What is biological warfare?
Biological warfare is a unique form of combat, in which weapons are used for different types that contain viruses or bacteria that can cause massive damage on military and surrounding populations.
What are Biological Weapons?
Biological weapons are militarily adapted organisms to cause disease in humans, animals or plants. Facts tend to be agents of highly contagious organisms, their producers have the ability that these germs can be replicated and achieve a potentially devastating impact on the chosen target.
Biological warfare is a unique form of combat, in which weapons are used for different types that contain viruses or bacteria that can cause massive damage on military and surrounding populations.

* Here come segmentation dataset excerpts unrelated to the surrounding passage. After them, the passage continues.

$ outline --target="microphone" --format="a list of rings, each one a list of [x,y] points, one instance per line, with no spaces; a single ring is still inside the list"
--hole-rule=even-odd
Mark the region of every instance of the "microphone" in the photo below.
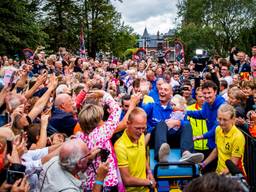
[[[242,172],[240,171],[240,169],[237,168],[237,166],[233,163],[233,161],[228,159],[226,160],[225,164],[232,176],[235,176],[235,175],[243,176]]]
[[[240,169],[238,169],[238,167],[230,159],[226,160],[225,164],[232,175],[231,178],[237,180],[240,183],[240,186],[244,192],[249,192],[249,185],[246,182],[246,179],[244,178]]]

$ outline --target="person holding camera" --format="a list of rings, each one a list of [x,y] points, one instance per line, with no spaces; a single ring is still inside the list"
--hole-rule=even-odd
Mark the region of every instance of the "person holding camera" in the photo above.
[[[28,192],[30,190],[28,179],[25,176],[26,167],[21,164],[21,159],[19,158],[19,148],[20,144],[7,141],[5,137],[0,137],[1,192]],[[7,162],[7,164],[4,162]]]
[[[219,126],[215,131],[216,147],[211,154],[201,164],[204,168],[211,161],[218,158],[216,172],[218,174],[228,174],[229,170],[225,164],[230,159],[245,176],[243,165],[245,137],[242,132],[235,126],[236,111],[229,104],[223,104],[218,109]]]
[[[118,167],[127,192],[146,192],[155,188],[156,182],[146,160],[144,132],[147,115],[134,108],[127,121],[127,129],[114,145]]]

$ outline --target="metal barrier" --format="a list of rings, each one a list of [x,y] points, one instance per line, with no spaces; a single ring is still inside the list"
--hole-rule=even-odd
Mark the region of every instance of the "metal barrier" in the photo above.
[[[241,130],[241,129],[240,129]],[[253,138],[245,130],[241,130],[245,136],[244,166],[247,173],[247,181],[252,192],[256,191],[256,138]]]

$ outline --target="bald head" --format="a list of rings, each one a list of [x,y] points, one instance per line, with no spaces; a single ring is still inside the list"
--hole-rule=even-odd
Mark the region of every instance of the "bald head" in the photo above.
[[[79,168],[81,158],[88,153],[88,147],[83,141],[76,139],[67,141],[60,148],[59,163],[65,170],[74,172]]]
[[[61,93],[56,96],[54,105],[67,113],[73,113],[74,105],[70,95]]]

What are Biological Weapons?
Biological weapons are militarily adapted organisms to cause disease in humans, animals or plants. Facts tend to be agents of highly contagious organisms, their producers have the ability that these germs can be replicated and achieve a potentially devastating impact on the chosen target.
How are germs and how they send?
There is a wide range of techniques and agents that can be used in biological warfare.

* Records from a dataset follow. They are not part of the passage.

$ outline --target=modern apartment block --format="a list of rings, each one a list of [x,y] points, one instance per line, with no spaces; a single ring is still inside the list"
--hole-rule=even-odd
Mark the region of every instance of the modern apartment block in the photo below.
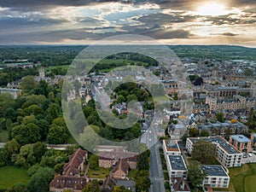
[[[243,135],[230,136],[230,143],[241,152],[251,152],[252,142],[249,138]]]
[[[256,148],[256,133],[251,135],[252,145],[253,148]]]
[[[192,154],[193,145],[199,139],[209,141],[216,145],[216,157],[225,167],[241,166],[242,154],[219,136],[187,138],[186,148]]]
[[[182,155],[167,155],[166,165],[170,178],[187,177],[187,166]]]
[[[203,180],[205,188],[228,188],[230,177],[222,166],[201,166],[202,170],[207,173]]]

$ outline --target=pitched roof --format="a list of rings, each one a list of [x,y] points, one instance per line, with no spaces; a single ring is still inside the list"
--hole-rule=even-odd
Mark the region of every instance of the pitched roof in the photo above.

The diseases can be introduced into the enemy may include Anthrax, forms of plague, yellow fever, botulism and smallpox. A biological agent can come in different forms, which include bacteria, fungi, viruses or toxins.
The agents used in biological warfare can spread through air or water and there are different techniques to send them. A bomb or missile may release a cloud charged with the germ, which would be moved by the wind. Biological agents can also be used to contaminate food or water supplies of the enemy.
Which countries have these weapons?
U.S., Russia, China, Japan, Iraq, Egypt, Libya, Syria, Iran, Israel, North Korea and Taiwan. Known or suspected that all these countries have the capacity to advance biological warfare.
Are they a threat?
While there, biological weapons are a potential threat, according to analysts, the immediate dangers of a possible biological warfare would come from Iraq and the remnants of the vast biological weapons program of the former Soviet Union.
In the U.S., the threat of a terrorist attack using biological weapons is taken very seriously. The so-called "rogue states" (states that are considered "criminal" "yokels" or simply "misguided"), as Libya, Iraq and North Korea are seen as major sources of threat.